When a node joins the network, it goes through a vetting process. One aspect of the node vetting process is auditing
the nodes for pieces they should be storing. A node must successfully complete a certain number of audits to pass the
vetting process. As more nodes join the network, the vetting process for each node takes longer because the satellite is
limited by how many total audits it can perform. As we onboard new nodes, the vetting process
takes increasingly longer for individual nodes. We need to be able to scale auditing depending on how many new nodes
recently joined. At the moment, each satellite has a default of 2 concurrent audit workers.
However, the more data is uploaded, new nodes are more likely to get data, therefore more audits.
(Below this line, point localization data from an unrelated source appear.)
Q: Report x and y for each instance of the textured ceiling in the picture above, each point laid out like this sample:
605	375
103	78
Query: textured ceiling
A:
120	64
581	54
A node is considered vetted when it receives a total of 100 audits. Unvetted/new nodes get 5% of data
from new uploads. This means, less than 5% of all audits are going to these new nodes. We don't want to increase
the percentage of uploads that go to new nodes, nor do we want to decrease the number of audits it takes
to vet a node because we don't want to risk lowering the overall quality of nodes on the network, effecting network durability.
See this [dashboard](https://redash.datasci.storj.io/dashboard/vetting?p_FILTER=created_at&p_PERIOD=year) to compare vetting times.
Here is a screenshot in case you can't access the dashboard. It shows percentiles for how long nodes took to get vetted, grouped by the month they were vetted.
A pending audit is an audit for a piece that needs to be re-verified because the connection expired before the online node responded to the request.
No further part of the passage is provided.